Sarcophaga carnaria

Grey flesh fly ( Sarcophaga carnaria )

The Grey flesh fly ( Sarcophaga carnaria ) is a fly from the family of flesh-flies ( Sarcophagidae ).

Features

The animals have a body length of 8 to 19 mm. They are colored light gray, have the thorax dark gray longitudinal stripes on the abdomen and a chessboard-like pattern of light and dark gray squares. From the side of the saw head is square shaped, the end is forward. The male is narrow, those of the females is wide and has two pairs of strong orbital bristles. The red compound eyes are hairless. The cheeks and the back of the head are white hand, long, hairy on the upper side black. To the sensors, the third bristle is longer than the second. The wings bristle is long haired. The sternites of the third and fourth segments are almost completely covered by the tergites.

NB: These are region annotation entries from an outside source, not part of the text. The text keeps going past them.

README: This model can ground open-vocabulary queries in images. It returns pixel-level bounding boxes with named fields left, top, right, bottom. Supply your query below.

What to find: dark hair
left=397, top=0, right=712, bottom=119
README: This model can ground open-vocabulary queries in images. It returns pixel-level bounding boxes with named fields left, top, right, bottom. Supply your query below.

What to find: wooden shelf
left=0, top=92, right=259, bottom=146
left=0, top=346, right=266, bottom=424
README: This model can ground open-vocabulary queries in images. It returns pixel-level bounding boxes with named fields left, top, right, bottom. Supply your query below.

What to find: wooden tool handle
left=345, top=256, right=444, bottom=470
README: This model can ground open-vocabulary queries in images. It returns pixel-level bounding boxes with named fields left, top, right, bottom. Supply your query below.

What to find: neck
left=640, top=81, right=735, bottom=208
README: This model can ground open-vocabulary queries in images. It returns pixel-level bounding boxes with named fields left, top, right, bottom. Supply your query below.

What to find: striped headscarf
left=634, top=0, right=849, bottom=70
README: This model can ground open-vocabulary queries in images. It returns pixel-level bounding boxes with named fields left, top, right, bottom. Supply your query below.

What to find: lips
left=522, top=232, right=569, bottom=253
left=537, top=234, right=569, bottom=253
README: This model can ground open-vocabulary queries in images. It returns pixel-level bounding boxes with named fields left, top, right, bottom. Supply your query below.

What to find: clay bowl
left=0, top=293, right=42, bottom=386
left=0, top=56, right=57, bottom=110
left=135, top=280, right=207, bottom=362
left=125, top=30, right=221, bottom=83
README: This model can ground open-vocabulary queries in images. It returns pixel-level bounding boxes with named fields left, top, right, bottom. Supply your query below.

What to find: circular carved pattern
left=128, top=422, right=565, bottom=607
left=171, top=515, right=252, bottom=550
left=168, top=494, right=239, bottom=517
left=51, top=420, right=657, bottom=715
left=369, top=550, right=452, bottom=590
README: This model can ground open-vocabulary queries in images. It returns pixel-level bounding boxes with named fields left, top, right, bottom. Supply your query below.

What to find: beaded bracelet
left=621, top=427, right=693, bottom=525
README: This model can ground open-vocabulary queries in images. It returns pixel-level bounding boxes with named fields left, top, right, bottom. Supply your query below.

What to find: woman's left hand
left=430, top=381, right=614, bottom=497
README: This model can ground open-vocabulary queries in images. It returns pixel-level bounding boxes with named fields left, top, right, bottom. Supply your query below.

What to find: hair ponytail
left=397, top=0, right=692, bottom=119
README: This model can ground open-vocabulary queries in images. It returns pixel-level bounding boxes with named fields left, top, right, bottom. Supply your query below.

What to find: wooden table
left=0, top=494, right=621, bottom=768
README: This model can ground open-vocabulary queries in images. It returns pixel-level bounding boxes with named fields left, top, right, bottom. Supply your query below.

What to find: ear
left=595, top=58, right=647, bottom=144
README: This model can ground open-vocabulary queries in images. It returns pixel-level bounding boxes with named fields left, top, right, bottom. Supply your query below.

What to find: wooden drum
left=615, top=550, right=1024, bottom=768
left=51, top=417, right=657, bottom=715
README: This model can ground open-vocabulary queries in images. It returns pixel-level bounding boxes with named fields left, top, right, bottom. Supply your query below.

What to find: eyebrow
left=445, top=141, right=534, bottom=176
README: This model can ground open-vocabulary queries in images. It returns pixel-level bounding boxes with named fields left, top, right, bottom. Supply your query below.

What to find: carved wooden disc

Of the related species of the genus, the species is, however, only genitalmorphologisch distinguishable. The larva has not been described.

Occurrence

The flies come in the Palaearctic ago, north to northern Norway and the Kola Peninsula, east through southern Siberia to Lake Baikal. They are preferably found along forest edges, but are rather light- loving ( heliophilic ) and steer clear of the forest interior.

Way of life

The adults often fly to flowers and can be found on this. The gray flesh fly, as almost all flesh flies, viviparous ( larvipar ), ie the female lays on the host newly hatched young larvae, eggs, from. Larvae of the species evolve, probably exclusively, as parasitoids of earthworms. Information from carrion almost certainly be based on misidentifications. The species is therefore irrelevant to the Forensic Entomology. Like many other flesh flies they can at a high density of fly maggots to predatory diet (from other maggots ) pass (so-called schizophage nutrition).

The gray flesh fly has several generations per year.